Decades of collective migration experience embedded into our purpose-built junkshon workload mobility analytics platform
Achieve results in days not months
junkshon's seven step process
Once loaded, the data is analysed for patterns and gaps by comparing it to junkshon's library of exemplar data. The learning algorithm is used to fill gaps with weighted certainty to inform later steps in the process. At this stage junkshon can also filter out applications determined to be out of scope or left until later waves of migration.
Migrating tightly coupled application components and related instances in the same wave is key to reducing performance issues, latency, downtime required and impact on dev and test teams. junkshon's grouping algorithm generates the optimal groups of applications and configuration items into each wave.
Application Dependencies and Surveys
Dependency mapping is the second step in the process. A lot can be determined from a little data. The more junkshon can understand about the application dependencies (libraries, services, startup routines etc.) and interfaces (external data, databases, ecosystem etc.) the more advanced and automated migration execution treatments can be used.
Not all migrations to cloud should be lift and shift into IaaS. Finding the highest ratio of benefits to change effort is achieved by matching a hierarchical list of migration types to your applications. Preferred migration types are: App to SaaS, Containerisation and web, middleware and database to PaaS. New cloud services keep being launched which is why we keep updating our migration types and tuning junkshon's algorithm.

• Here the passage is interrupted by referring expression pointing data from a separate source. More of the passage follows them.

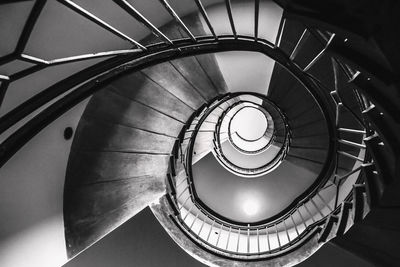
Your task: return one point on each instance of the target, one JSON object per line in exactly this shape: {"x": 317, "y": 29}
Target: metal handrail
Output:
{"x": 82, "y": 85}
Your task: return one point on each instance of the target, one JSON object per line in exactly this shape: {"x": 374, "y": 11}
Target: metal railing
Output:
{"x": 57, "y": 99}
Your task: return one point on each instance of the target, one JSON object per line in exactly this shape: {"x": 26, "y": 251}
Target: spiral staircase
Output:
{"x": 237, "y": 176}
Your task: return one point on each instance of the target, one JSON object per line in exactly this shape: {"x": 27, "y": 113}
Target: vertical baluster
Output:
{"x": 187, "y": 214}
{"x": 323, "y": 200}
{"x": 177, "y": 19}
{"x": 237, "y": 245}
{"x": 229, "y": 10}
{"x": 219, "y": 235}
{"x": 280, "y": 32}
{"x": 277, "y": 235}
{"x": 302, "y": 219}
{"x": 197, "y": 215}
{"x": 295, "y": 226}
{"x": 209, "y": 232}
{"x": 229, "y": 237}
{"x": 316, "y": 206}
{"x": 201, "y": 227}
{"x": 287, "y": 233}
{"x": 320, "y": 54}
{"x": 184, "y": 203}
{"x": 248, "y": 238}
{"x": 206, "y": 18}
{"x": 312, "y": 217}
{"x": 256, "y": 14}
{"x": 299, "y": 44}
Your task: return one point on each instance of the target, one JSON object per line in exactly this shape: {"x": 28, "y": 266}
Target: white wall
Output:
{"x": 246, "y": 71}
{"x": 31, "y": 198}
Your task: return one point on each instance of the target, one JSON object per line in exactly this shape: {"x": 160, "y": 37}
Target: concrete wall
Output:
{"x": 31, "y": 206}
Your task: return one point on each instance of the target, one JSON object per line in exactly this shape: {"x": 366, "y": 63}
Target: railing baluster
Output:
{"x": 280, "y": 32}
{"x": 197, "y": 215}
{"x": 277, "y": 235}
{"x": 125, "y": 5}
{"x": 219, "y": 235}
{"x": 209, "y": 232}
{"x": 229, "y": 9}
{"x": 187, "y": 214}
{"x": 317, "y": 208}
{"x": 184, "y": 190}
{"x": 302, "y": 218}
{"x": 287, "y": 233}
{"x": 201, "y": 227}
{"x": 248, "y": 238}
{"x": 229, "y": 238}
{"x": 323, "y": 200}
{"x": 312, "y": 217}
{"x": 184, "y": 203}
{"x": 256, "y": 15}
{"x": 295, "y": 226}
{"x": 237, "y": 245}
{"x": 206, "y": 18}
{"x": 172, "y": 12}
{"x": 299, "y": 44}
{"x": 181, "y": 182}
{"x": 99, "y": 22}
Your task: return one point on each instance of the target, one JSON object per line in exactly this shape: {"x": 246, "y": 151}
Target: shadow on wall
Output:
{"x": 142, "y": 241}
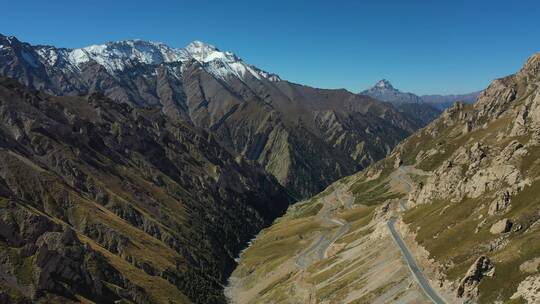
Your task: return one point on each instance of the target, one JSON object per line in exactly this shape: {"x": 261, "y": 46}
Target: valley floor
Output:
{"x": 331, "y": 250}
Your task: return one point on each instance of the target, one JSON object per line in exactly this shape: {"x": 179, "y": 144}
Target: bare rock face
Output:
{"x": 502, "y": 226}
{"x": 306, "y": 137}
{"x": 57, "y": 261}
{"x": 501, "y": 203}
{"x": 164, "y": 202}
{"x": 528, "y": 290}
{"x": 468, "y": 285}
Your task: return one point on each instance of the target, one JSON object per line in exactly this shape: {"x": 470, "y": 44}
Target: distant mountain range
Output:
{"x": 305, "y": 137}
{"x": 383, "y": 90}
{"x": 451, "y": 215}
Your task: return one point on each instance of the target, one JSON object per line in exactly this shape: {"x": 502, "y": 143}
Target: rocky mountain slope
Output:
{"x": 409, "y": 104}
{"x": 103, "y": 202}
{"x": 442, "y": 102}
{"x": 462, "y": 196}
{"x": 305, "y": 137}
{"x": 383, "y": 90}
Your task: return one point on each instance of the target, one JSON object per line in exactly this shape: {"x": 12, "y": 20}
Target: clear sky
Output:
{"x": 420, "y": 46}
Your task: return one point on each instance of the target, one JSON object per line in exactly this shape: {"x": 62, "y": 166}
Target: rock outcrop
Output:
{"x": 502, "y": 226}
{"x": 481, "y": 268}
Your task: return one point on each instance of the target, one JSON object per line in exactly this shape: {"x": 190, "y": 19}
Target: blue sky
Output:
{"x": 420, "y": 46}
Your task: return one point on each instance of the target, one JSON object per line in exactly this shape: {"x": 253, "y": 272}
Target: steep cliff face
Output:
{"x": 103, "y": 201}
{"x": 463, "y": 193}
{"x": 305, "y": 137}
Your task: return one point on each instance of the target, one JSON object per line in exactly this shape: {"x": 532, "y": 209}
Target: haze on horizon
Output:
{"x": 421, "y": 47}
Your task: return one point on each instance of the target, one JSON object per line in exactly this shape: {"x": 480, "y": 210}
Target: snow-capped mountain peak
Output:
{"x": 115, "y": 56}
{"x": 383, "y": 84}
{"x": 383, "y": 90}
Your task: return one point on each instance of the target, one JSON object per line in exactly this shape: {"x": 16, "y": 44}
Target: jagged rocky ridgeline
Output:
{"x": 101, "y": 201}
{"x": 463, "y": 193}
{"x": 305, "y": 137}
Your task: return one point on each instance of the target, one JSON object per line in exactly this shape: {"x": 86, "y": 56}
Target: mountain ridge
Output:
{"x": 462, "y": 194}
{"x": 252, "y": 112}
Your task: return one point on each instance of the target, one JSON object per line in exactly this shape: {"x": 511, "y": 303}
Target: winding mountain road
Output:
{"x": 319, "y": 248}
{"x": 407, "y": 256}
{"x": 413, "y": 267}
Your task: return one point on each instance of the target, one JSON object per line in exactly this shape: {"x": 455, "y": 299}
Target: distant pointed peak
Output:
{"x": 383, "y": 84}
{"x": 198, "y": 45}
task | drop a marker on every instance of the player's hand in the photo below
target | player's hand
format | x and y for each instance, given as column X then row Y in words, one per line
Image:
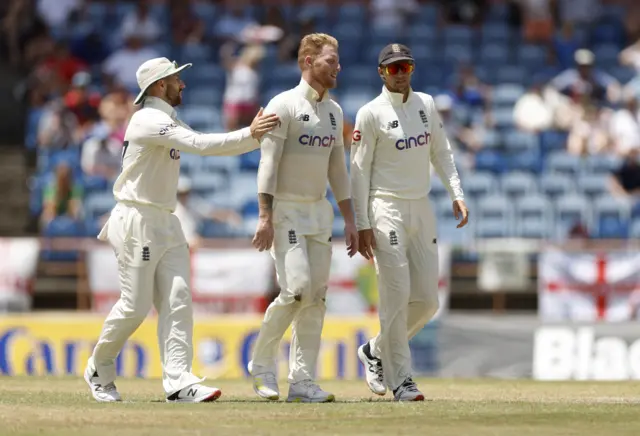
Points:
column 262, row 124
column 460, row 211
column 263, row 239
column 366, row 243
column 351, row 238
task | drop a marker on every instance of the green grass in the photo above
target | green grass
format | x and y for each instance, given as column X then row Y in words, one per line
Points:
column 62, row 406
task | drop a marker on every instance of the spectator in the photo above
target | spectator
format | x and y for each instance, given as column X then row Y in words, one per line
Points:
column 234, row 21
column 624, row 183
column 58, row 128
column 241, row 96
column 56, row 12
column 62, row 197
column 186, row 28
column 585, row 81
column 289, row 45
column 392, row 15
column 464, row 135
column 121, row 66
column 624, row 128
column 630, row 56
column 21, row 28
column 102, row 156
column 532, row 113
column 80, row 101
column 192, row 211
column 537, row 20
column 141, row 23
column 589, row 134
column 565, row 44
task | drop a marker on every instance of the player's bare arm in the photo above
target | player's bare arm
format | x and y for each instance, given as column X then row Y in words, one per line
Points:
column 271, row 148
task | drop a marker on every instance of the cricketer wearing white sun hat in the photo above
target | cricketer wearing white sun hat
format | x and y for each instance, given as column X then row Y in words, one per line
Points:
column 153, row 70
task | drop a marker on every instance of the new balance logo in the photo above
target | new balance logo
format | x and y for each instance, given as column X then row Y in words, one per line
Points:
column 424, row 119
column 333, row 120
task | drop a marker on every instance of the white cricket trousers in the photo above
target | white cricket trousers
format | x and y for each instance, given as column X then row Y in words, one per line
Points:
column 406, row 260
column 154, row 268
column 302, row 253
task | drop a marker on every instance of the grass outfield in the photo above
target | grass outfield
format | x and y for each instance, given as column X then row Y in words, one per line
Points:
column 62, row 406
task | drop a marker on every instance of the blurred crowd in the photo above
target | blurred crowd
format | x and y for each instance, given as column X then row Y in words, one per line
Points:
column 80, row 80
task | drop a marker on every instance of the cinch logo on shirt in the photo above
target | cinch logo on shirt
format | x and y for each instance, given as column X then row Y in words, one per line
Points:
column 411, row 142
column 320, row 141
column 174, row 154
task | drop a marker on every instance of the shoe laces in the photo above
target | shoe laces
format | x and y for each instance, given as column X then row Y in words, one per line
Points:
column 109, row 387
column 410, row 385
column 311, row 386
column 268, row 378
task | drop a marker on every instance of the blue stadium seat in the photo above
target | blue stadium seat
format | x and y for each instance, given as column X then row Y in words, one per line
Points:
column 529, row 160
column 601, row 164
column 564, row 163
column 503, row 118
column 494, row 53
column 611, row 216
column 555, row 185
column 571, row 209
column 490, row 160
column 507, row 94
column 494, row 228
column 593, row 184
column 62, row 227
column 634, row 229
column 520, row 141
column 534, row 217
column 518, row 184
column 480, row 184
column 553, row 141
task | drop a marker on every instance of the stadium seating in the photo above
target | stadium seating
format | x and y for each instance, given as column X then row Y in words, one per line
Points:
column 522, row 184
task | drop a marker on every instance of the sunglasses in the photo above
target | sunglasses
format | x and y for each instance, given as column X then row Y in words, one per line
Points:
column 399, row 67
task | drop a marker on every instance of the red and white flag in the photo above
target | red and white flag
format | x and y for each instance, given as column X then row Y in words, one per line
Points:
column 587, row 287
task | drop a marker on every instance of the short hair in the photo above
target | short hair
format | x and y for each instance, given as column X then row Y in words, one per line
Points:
column 312, row 45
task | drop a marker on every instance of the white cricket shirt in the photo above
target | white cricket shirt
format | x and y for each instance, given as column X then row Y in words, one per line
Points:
column 393, row 144
column 151, row 153
column 305, row 150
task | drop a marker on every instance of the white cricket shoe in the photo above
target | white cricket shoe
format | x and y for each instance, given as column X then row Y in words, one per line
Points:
column 104, row 394
column 307, row 391
column 266, row 386
column 408, row 391
column 373, row 370
column 195, row 394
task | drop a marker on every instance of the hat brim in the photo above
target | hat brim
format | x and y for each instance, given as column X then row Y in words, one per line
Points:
column 142, row 93
column 396, row 59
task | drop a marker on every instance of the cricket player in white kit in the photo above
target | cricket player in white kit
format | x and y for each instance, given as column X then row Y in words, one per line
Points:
column 396, row 138
column 152, row 253
column 296, row 219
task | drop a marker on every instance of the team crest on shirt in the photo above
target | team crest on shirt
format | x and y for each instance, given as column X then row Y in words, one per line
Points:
column 424, row 118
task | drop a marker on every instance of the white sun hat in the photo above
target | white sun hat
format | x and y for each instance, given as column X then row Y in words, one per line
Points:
column 153, row 70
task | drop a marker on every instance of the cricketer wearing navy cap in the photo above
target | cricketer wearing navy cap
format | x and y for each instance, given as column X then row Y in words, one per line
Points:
column 397, row 136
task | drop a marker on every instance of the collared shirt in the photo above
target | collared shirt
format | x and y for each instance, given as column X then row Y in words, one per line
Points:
column 306, row 149
column 151, row 153
column 394, row 143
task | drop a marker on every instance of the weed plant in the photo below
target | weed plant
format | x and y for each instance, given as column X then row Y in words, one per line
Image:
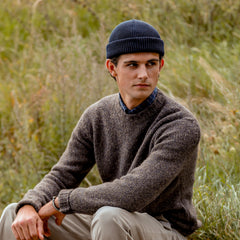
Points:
column 52, row 56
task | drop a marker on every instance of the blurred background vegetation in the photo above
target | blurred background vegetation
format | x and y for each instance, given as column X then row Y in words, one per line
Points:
column 52, row 56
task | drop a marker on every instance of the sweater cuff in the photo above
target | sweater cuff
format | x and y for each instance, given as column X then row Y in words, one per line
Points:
column 64, row 201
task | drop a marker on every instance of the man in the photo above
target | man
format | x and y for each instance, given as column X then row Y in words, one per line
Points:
column 145, row 147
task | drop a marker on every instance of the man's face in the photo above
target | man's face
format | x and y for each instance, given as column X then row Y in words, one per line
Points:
column 136, row 75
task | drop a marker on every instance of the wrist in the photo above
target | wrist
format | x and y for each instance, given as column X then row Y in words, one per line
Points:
column 55, row 203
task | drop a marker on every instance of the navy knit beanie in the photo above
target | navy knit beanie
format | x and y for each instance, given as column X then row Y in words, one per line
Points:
column 134, row 36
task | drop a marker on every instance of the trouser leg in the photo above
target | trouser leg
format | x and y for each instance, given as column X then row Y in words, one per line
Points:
column 73, row 227
column 114, row 223
column 6, row 221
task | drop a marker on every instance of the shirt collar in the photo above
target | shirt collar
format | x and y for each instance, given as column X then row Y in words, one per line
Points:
column 141, row 106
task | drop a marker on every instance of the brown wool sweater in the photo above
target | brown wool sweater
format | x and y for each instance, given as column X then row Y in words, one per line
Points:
column 146, row 162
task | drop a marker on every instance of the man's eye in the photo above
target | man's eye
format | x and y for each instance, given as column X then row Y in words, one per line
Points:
column 132, row 65
column 151, row 63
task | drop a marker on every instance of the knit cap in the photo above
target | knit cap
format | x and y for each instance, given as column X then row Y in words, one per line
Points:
column 134, row 36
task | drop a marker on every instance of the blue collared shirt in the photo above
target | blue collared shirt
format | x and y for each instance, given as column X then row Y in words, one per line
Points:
column 141, row 106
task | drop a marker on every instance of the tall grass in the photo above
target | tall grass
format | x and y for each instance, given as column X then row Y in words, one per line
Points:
column 52, row 57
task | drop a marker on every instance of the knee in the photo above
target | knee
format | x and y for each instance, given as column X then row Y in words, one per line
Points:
column 107, row 216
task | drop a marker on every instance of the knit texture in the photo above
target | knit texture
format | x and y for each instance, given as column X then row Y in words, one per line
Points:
column 134, row 36
column 146, row 162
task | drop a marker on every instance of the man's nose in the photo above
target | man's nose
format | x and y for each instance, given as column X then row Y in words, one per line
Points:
column 142, row 73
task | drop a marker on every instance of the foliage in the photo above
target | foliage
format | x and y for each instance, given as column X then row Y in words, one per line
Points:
column 52, row 57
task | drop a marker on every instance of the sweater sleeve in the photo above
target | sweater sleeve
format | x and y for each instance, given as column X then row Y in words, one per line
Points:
column 72, row 167
column 173, row 149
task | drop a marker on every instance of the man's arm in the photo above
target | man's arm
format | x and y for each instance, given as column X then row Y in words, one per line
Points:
column 32, row 225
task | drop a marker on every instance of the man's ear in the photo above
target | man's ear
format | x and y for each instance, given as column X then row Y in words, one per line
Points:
column 111, row 67
column 161, row 64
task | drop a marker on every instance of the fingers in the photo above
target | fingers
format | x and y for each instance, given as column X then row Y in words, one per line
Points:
column 25, row 231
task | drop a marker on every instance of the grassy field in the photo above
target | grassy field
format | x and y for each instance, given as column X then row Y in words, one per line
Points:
column 52, row 56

When junkshon has understood each application and infrastructure instance, a series of weightings are given to each one. The weightings include complexity, risk, uncertainty, BU criticality, change agent needed, cost and reward factors and rate of change. The weightings create a benchmark score for each instance. In the later steps the benchmarks are added together in each group to create a seeding for the scheduling algorithm.
Most infrastructure is under-utilised. One of the greatest contributors to cost savings is resizing when you migrate to cloud with its elastic scaling capabilities. junkshon contains a right-sizing function to plan the capacity needed based on existing usage data. AWS, GCP and Azure have a plethora of compute and storage offerings of different price points and performance attributes. junkshon maintains a realtime link to multiple cloud service catalogues to feed the right-sizing and pricing calculation.
All of the previous steps come together in the sequencing function to produce the migration schedule. junkshon's migration algorithm recursively generates a weighted sequence of application groups by change window. A host of business, operational and technical variables can then be used to refine the plan as the migration programme is executed. Variables such as business criticality of application, release cadence or change freezes can be used to tune the order of the plan. Technical factors such as location, platform, DC facility exit plans or end of life upgrade projects can be used to reprioritise the schedule. The schedule can also be refined to ensure a percentage of apps move to cloud or a certain date, a saving figure or acceptable risk profile is achieved.